Kinect, a motion sensing device created for Xbox games, enables users to control and interact with their computers using gestures and spoken commands with Windows Kinect software development kit (SDK). In this tutorial, I’ll show you how to setup the Kinect on Windows 10 and how to define a customized gesture as a gesture command which asks the windows media player to play an audio in a machine learning way.

Introduction

Kinect could recognize discrete and continuous gestures. A discrete gesture is recording a pose while continuous one is recording the whole process to make the pose. This tutorial focuses on discrete gesture recognition since it’s much easier for beginners. Since the gesture recognition follows machine learning pattern, I will record a gesture several times as training and test data with Kinect Studio. Then, I will build the machine learning model in Visual Gesture Builder and store it in a .gbd file. Finally, this gdb file will be used to implement the gesture command.
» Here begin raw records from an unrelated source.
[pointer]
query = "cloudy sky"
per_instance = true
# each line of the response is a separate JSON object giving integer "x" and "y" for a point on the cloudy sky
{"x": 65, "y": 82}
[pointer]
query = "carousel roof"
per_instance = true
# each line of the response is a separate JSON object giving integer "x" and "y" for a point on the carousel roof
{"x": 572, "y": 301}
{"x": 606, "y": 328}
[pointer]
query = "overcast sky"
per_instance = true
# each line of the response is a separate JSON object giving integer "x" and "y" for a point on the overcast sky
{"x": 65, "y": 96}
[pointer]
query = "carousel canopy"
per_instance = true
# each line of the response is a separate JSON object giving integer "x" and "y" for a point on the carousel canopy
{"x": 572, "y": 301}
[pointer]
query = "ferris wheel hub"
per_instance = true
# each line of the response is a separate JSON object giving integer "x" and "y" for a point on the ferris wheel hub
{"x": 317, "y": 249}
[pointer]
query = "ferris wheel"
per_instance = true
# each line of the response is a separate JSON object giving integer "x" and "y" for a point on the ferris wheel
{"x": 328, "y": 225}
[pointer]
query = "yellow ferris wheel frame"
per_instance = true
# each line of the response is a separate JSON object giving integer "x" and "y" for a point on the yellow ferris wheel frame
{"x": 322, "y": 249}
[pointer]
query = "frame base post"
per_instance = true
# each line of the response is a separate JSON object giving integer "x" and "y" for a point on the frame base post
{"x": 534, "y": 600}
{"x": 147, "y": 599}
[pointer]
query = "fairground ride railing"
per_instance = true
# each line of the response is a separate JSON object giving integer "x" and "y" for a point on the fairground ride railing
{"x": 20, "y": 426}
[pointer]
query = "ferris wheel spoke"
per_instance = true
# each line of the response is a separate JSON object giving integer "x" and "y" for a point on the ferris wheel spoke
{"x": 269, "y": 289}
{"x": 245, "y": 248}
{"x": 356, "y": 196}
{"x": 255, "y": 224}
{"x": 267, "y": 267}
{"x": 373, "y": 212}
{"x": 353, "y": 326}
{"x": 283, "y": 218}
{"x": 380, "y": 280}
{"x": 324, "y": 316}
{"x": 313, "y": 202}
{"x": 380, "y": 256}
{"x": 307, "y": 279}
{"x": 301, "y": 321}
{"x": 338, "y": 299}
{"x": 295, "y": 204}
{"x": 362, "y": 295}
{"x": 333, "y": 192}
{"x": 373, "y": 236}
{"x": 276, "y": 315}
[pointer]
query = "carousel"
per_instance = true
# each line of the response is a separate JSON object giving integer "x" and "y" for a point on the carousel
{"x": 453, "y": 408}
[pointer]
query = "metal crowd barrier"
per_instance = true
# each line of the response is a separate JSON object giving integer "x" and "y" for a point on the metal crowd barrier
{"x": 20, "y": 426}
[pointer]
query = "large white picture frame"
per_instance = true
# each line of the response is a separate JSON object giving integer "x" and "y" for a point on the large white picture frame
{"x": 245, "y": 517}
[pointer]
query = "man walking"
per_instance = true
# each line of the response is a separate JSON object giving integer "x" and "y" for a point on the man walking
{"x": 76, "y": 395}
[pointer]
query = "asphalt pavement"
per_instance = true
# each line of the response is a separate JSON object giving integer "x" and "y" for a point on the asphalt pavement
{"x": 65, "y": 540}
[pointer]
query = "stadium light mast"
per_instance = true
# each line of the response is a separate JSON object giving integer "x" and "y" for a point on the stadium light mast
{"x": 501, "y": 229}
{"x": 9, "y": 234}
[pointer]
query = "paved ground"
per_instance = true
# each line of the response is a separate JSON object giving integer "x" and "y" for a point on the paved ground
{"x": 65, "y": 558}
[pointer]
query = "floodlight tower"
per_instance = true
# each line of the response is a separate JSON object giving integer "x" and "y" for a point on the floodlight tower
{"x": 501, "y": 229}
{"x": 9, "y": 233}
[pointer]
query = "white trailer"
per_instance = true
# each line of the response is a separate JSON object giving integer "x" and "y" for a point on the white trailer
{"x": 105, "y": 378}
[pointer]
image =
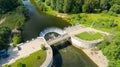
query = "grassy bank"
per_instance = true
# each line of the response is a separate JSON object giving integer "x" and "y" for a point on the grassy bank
{"x": 89, "y": 36}
{"x": 15, "y": 18}
{"x": 34, "y": 60}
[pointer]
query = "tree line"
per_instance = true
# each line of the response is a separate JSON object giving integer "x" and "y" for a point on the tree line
{"x": 83, "y": 6}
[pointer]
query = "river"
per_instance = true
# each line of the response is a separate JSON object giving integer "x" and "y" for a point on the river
{"x": 65, "y": 55}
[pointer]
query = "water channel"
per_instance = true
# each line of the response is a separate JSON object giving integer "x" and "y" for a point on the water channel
{"x": 65, "y": 55}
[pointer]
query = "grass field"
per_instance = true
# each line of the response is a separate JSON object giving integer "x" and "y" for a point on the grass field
{"x": 101, "y": 21}
{"x": 33, "y": 60}
{"x": 89, "y": 36}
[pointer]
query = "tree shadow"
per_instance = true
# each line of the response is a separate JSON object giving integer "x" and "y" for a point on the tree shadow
{"x": 57, "y": 58}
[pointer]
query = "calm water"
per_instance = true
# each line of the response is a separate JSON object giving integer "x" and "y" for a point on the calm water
{"x": 64, "y": 55}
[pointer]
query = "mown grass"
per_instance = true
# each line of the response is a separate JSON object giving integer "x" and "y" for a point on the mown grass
{"x": 101, "y": 21}
{"x": 33, "y": 60}
{"x": 89, "y": 36}
{"x": 14, "y": 18}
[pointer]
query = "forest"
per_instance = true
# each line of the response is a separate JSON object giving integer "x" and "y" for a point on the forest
{"x": 83, "y": 6}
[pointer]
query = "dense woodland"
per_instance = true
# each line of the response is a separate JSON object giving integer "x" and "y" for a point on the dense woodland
{"x": 103, "y": 14}
{"x": 83, "y": 6}
{"x": 15, "y": 14}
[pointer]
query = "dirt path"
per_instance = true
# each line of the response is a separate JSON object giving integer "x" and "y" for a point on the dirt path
{"x": 96, "y": 56}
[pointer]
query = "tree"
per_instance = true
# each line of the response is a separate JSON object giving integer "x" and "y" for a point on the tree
{"x": 67, "y": 6}
{"x": 53, "y": 4}
{"x": 7, "y": 5}
{"x": 59, "y": 6}
{"x": 104, "y": 4}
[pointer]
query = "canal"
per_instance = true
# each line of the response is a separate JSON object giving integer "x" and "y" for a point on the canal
{"x": 65, "y": 55}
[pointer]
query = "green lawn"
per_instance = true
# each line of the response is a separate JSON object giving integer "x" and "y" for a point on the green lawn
{"x": 34, "y": 60}
{"x": 14, "y": 18}
{"x": 89, "y": 36}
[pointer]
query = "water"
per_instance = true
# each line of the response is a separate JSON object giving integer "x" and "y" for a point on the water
{"x": 65, "y": 55}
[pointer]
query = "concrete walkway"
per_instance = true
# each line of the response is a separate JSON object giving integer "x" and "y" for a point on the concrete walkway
{"x": 2, "y": 20}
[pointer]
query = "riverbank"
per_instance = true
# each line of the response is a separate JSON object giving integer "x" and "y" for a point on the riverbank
{"x": 96, "y": 56}
{"x": 24, "y": 55}
{"x": 2, "y": 20}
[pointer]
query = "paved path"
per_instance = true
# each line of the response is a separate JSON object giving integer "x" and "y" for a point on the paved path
{"x": 27, "y": 49}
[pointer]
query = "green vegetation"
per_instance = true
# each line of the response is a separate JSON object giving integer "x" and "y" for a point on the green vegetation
{"x": 89, "y": 36}
{"x": 15, "y": 18}
{"x": 15, "y": 15}
{"x": 99, "y": 14}
{"x": 102, "y": 21}
{"x": 4, "y": 37}
{"x": 43, "y": 47}
{"x": 16, "y": 39}
{"x": 34, "y": 60}
{"x": 111, "y": 48}
{"x": 80, "y": 6}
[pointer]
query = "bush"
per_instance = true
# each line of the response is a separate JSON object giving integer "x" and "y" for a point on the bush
{"x": 115, "y": 8}
{"x": 16, "y": 39}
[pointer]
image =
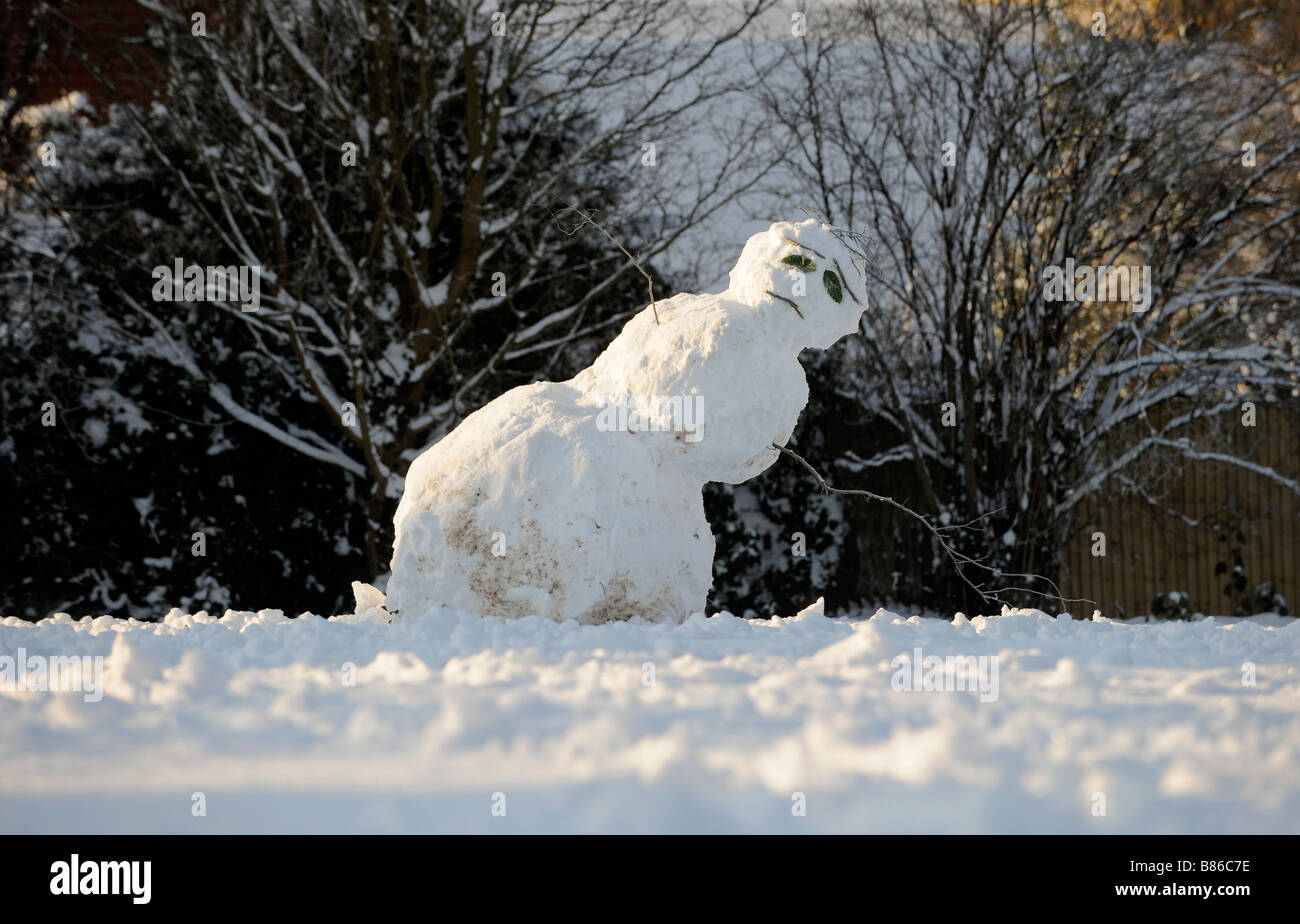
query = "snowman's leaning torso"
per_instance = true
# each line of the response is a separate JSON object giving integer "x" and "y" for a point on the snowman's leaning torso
{"x": 529, "y": 507}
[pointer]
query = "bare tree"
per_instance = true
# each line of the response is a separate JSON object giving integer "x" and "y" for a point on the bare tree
{"x": 984, "y": 146}
{"x": 391, "y": 166}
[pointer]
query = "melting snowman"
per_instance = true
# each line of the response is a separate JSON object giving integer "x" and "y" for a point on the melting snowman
{"x": 583, "y": 499}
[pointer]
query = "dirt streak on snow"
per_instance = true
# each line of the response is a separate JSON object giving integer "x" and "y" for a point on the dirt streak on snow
{"x": 252, "y": 711}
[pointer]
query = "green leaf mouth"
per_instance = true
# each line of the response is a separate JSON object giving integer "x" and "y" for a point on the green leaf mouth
{"x": 832, "y": 285}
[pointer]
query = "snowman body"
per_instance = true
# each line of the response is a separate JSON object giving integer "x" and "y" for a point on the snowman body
{"x": 536, "y": 506}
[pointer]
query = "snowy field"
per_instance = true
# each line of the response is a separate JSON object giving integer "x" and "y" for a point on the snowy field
{"x": 713, "y": 725}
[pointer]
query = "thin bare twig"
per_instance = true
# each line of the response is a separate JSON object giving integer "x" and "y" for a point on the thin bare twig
{"x": 588, "y": 218}
{"x": 960, "y": 559}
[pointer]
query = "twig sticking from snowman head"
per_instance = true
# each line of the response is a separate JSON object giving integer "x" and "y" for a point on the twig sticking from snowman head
{"x": 857, "y": 243}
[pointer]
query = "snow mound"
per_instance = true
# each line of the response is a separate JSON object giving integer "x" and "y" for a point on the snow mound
{"x": 1009, "y": 723}
{"x": 583, "y": 499}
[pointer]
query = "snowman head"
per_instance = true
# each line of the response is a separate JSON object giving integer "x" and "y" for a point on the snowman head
{"x": 807, "y": 276}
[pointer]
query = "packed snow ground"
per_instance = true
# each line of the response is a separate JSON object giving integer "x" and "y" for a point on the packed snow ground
{"x": 252, "y": 711}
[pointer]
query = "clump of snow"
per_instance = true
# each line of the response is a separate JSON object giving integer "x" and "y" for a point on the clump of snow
{"x": 355, "y": 724}
{"x": 546, "y": 502}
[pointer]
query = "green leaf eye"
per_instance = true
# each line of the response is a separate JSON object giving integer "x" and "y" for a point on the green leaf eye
{"x": 832, "y": 285}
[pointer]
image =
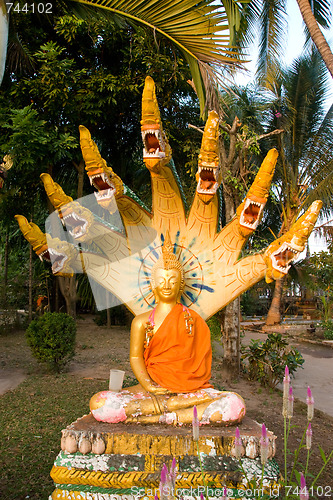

Machine Learning vs Heuristic Gesture Recognition

Machine learning gesture recognition learned from some training data to recognize a gesture while heuristic gesture is more about comparison of x, y values in coordinates. It’s obvious that heuristic approach is much easier to implement for simple problem such as hand over head. However, the heuristic may be hard to implement for complex gesture such as baseball swing. In addition, doing machine learning approach can provide clues to heuristic approach.

Setup

First, you need to connect the Sensor and the Kinect Adapter by following the setup guide in the adapter box. You will also need to download the Windows Kinect SDK 2.0 (Do not download V1.8, which is not compatible with Windows10). To install the SDK correctly, please check the system requirements and follow the install instructions on the download page. After installing the SDK successfully, there should be three apps: Kinect Studio v2.0, SDK Browser v2.0 and Visual Gesture Builder installed.

Record gestures

The process of recording gestures are shown in the following video.

Click on the Record tab and the connect button on the upper left to connect to the sensor. To start recording the gesture, click on the red circle next to the connect button and you can see your skeleton on the screen. As shown in video, I did the dab pose in one record for more training data. After recording the gesture, the file is stored in the directory shown in file -> Settings -> recording file path.

Analyze the gesture

The process of analyzing gestures are shown in the following video.

A solution called play audio is created. A project called play_audio is created with Wizard in the solution. The gesture ignores lower body and fingers but focuses on both side arms. The play_audio shown in video is the training part while the play_audio.a is the test. One recording is added to the play_audio as clip. A tag is the interval when targeted gesture is true which could be selected by holding the shift tab and dragging the mouse. The true value could be entered in the value column or by press “enter” after selecting the interval. After adding all the tags, the solution could be built to create the model for this gesture and stored in the .gbd file. Then, the test clip added to play_audio.a could be analyzed based on the file. The level of confidence is shown numerically in the confidence column and graphically below the table. Now using the .gdb file, you can start implementing the command.

Implement the gesture command

The command implementation is based on the BodyBasic sample in SDK Browser. Due to the amount of initialization, the code provide here only include the changes I made. To initialize the graph builder, package Microsoft.Kinect.VisualGestureBuilder need to be installed with NuGets.

The MainWindow_Loaded function is the main function that start recognizing. The value of the databasePath here is the absolute path to the .gbd file and the gesture name is the name of the project. The gestures in the .gbd file are all loaded. In this case, only the play_audio is loaded since there is only one gesture in play_audio.gbd.

The content of the command is implemented in vgbFrameReader_FrameArrived function. In this case when the model is more than 80% confident about the detected pose is a dab pose, the audio will be played from Windows Media Player.